Westerdokters – Living Interface 2015

The Crossing
Primary care is one of the most resistant crossings in human experience — the space between a person in need and the system built to serve that need. For most patients it was a crossing organized around institutional convenience: limited hours, brief appointments, fragmented access, a waiting room as the primary interface. Westerdokters asked a different question: what does this crossing need to become if it is organized around the patient instead?

The Architecture
The answer was not a website or an app. It was a complete redesign of the practice — digital access, longer consults, flexibility for both patients and doctors, a structure lean enough to be established where no local doctor existed.
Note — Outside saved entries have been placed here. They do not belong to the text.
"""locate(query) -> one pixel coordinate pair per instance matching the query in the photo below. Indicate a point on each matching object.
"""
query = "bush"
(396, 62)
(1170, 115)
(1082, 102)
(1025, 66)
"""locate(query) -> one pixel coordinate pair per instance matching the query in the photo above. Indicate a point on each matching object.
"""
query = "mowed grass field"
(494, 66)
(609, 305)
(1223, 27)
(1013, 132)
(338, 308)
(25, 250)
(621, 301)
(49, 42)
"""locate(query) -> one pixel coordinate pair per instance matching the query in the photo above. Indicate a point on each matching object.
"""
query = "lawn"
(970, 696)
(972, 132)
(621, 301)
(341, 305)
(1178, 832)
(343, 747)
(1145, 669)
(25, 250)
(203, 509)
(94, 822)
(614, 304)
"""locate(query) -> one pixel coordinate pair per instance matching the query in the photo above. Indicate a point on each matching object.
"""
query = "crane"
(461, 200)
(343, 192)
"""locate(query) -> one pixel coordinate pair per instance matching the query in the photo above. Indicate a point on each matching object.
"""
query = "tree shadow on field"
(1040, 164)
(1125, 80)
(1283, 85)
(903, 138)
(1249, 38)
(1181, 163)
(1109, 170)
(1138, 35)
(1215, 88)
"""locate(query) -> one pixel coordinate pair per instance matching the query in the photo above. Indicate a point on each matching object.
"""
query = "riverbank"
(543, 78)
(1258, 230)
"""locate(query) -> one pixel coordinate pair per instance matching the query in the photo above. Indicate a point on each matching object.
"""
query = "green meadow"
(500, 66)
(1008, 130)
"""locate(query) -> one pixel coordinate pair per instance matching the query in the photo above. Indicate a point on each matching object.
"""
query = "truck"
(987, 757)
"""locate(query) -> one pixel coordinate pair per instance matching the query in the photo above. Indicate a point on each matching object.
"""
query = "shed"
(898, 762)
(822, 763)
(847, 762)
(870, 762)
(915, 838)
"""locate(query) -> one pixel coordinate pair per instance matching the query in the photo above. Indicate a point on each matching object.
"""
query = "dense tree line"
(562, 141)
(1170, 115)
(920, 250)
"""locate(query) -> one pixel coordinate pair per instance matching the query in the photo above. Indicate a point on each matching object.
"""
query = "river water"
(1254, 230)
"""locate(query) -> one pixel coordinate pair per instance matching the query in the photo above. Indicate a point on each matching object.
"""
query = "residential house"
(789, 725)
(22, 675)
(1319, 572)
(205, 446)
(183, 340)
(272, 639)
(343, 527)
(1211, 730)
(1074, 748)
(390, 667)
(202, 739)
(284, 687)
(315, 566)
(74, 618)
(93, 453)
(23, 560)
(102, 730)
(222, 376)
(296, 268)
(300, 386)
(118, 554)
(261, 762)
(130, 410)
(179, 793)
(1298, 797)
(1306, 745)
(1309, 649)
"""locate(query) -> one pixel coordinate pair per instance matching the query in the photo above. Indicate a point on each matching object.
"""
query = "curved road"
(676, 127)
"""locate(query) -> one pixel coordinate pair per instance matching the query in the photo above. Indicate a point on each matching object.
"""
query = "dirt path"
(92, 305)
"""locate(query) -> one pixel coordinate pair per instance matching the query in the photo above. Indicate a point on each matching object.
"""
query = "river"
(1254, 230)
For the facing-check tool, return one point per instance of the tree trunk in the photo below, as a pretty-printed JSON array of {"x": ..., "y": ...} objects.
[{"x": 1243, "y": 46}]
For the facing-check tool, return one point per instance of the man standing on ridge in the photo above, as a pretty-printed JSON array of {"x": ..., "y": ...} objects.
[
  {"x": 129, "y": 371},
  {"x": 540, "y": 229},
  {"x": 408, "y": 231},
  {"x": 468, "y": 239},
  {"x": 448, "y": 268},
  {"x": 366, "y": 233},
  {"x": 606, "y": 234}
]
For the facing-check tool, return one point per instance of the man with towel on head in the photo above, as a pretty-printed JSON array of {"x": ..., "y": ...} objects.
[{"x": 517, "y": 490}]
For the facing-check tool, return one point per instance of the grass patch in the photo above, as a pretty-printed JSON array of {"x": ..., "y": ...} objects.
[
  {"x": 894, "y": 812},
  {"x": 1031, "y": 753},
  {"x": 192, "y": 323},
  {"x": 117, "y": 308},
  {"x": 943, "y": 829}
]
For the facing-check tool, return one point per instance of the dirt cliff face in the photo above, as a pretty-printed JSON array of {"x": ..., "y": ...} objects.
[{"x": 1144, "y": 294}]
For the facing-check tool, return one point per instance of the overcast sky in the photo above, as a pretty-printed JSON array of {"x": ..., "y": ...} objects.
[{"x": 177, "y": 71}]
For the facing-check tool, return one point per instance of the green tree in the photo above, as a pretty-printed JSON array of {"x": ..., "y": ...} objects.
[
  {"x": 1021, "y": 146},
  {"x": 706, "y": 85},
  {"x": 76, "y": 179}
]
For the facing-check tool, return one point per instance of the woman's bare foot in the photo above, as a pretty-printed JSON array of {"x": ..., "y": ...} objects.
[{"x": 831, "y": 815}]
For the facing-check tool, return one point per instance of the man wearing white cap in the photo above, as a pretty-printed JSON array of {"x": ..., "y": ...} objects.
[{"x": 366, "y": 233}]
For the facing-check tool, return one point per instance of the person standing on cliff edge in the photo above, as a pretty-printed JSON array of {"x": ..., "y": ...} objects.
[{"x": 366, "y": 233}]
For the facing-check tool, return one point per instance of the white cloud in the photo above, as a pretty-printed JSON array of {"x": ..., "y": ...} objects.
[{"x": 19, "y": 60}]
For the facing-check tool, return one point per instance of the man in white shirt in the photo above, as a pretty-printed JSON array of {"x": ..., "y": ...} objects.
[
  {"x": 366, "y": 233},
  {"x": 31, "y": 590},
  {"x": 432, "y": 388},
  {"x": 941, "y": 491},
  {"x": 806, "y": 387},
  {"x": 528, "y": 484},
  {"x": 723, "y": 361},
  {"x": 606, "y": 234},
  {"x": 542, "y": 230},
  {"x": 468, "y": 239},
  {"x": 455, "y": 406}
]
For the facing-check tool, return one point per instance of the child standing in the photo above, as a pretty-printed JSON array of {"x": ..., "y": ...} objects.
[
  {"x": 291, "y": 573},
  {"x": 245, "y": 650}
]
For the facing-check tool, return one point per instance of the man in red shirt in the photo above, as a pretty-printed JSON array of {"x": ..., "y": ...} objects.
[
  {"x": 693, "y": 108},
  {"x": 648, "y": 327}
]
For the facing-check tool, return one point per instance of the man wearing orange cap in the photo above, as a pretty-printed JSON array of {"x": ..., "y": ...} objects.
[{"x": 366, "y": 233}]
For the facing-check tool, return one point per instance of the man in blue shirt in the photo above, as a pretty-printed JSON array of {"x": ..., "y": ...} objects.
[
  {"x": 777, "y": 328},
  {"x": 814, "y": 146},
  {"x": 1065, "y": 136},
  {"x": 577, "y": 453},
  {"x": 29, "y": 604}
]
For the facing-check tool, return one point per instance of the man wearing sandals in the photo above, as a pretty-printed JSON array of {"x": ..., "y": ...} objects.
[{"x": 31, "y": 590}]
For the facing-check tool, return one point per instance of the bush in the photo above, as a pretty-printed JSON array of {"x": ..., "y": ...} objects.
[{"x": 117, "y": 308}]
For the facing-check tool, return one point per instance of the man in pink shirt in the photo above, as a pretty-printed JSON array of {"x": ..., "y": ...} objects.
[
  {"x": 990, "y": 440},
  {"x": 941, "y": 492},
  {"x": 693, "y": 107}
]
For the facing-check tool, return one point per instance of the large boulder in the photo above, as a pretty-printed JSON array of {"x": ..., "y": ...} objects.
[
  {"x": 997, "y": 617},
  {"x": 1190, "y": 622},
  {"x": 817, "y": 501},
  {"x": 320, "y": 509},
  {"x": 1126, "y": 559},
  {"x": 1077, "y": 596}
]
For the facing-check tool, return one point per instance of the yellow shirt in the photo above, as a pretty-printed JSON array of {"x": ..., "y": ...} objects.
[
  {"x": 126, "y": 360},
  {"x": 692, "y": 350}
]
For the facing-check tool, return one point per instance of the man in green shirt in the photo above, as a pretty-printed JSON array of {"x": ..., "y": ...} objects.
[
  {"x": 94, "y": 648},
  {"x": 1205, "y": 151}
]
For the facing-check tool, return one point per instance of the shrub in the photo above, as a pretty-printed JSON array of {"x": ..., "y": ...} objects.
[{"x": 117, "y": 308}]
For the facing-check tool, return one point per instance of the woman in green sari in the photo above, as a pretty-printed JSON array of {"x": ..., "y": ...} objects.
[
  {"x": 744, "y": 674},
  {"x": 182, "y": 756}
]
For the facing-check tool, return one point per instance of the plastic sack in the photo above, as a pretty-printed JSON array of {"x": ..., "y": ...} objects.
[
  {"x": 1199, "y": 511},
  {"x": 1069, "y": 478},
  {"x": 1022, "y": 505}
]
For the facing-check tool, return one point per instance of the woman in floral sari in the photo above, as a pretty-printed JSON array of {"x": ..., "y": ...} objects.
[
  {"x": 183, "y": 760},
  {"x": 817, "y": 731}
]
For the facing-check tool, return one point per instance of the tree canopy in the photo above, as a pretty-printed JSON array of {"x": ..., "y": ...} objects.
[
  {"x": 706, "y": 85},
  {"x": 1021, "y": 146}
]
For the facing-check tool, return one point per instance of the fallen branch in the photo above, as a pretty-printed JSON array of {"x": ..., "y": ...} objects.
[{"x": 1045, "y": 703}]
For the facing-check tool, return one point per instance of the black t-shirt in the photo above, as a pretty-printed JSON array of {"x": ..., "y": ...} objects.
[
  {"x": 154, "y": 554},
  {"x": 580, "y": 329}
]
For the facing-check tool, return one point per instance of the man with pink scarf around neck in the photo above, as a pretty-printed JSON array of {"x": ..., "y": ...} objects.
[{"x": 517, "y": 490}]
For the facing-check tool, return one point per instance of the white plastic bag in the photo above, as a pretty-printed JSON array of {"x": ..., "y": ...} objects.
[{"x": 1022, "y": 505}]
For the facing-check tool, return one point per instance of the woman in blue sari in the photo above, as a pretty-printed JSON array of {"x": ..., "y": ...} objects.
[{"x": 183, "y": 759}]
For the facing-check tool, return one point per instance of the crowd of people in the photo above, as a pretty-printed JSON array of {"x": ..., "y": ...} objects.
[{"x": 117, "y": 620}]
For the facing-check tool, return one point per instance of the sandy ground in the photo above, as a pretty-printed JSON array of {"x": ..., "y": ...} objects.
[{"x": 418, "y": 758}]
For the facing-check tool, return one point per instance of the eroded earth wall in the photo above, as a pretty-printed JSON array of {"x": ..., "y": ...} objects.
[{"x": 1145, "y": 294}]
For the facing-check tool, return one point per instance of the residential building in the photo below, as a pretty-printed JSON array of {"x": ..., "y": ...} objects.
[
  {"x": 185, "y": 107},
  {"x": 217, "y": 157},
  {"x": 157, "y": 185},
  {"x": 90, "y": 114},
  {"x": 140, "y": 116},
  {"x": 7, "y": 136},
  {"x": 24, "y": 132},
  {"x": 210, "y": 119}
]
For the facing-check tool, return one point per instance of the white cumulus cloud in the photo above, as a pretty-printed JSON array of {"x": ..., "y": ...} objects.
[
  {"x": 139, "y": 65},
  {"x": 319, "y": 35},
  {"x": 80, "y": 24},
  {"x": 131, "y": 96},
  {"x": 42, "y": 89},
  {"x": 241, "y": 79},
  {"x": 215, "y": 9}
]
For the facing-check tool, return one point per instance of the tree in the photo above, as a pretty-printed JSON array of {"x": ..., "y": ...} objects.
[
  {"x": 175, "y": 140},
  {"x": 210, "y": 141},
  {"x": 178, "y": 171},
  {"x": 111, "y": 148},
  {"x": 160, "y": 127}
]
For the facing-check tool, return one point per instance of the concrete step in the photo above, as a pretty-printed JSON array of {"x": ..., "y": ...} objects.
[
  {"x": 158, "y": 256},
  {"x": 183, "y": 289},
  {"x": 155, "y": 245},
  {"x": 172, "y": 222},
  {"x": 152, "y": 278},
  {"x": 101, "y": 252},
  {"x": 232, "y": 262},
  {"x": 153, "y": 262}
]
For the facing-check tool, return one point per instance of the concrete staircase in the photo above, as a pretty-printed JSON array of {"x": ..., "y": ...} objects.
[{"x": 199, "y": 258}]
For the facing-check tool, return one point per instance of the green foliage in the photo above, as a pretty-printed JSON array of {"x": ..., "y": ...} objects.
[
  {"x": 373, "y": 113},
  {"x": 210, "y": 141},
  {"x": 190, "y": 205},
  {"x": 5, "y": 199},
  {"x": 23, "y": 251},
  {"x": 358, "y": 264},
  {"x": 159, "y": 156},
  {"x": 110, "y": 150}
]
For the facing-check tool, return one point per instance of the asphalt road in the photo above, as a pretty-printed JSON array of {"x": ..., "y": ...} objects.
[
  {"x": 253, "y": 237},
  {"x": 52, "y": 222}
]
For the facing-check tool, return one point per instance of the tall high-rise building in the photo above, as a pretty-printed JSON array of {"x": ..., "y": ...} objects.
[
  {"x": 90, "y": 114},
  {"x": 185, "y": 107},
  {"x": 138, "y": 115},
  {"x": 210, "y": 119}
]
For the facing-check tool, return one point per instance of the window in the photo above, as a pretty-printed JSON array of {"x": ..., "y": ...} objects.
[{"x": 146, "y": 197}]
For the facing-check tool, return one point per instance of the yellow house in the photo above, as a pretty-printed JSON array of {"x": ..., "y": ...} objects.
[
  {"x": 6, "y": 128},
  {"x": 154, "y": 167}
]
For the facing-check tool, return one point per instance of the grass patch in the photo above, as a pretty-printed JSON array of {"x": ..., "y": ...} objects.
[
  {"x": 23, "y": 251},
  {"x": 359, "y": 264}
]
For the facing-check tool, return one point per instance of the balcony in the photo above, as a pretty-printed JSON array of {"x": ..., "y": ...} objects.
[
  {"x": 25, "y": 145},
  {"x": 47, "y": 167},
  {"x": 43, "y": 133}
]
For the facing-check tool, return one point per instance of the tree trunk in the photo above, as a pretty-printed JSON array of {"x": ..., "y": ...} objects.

As creative partner from 2013 to 2023, the work was conceptual, visual, and production — branding, UI design, communication — but always in service of one architectural intention: a crossing that could hold what the patient actually needed to bring through. Twenty practices. One model. Applied at scale.
The Resistance
The model was right before the field was ready to receive it. Convincing GP organizations and health authorities that this was the correct path required sustained effort over years — not because the evidence was absent, but because the crossing being proposed was structurally different from what the institution recognized as primary care. The architecture preceded the acceptance. That pattern was familiar.
The Network
Flexdokters extended the Westerdokters model beyond a single practice — a network that modernized primary care and carried the digital access approach into rural areas where no local doctor was present. The crossing that had been redesigned for Amsterdam became available where the need was greatest and the infrastructure thinnest. The model held because it had been built to hold.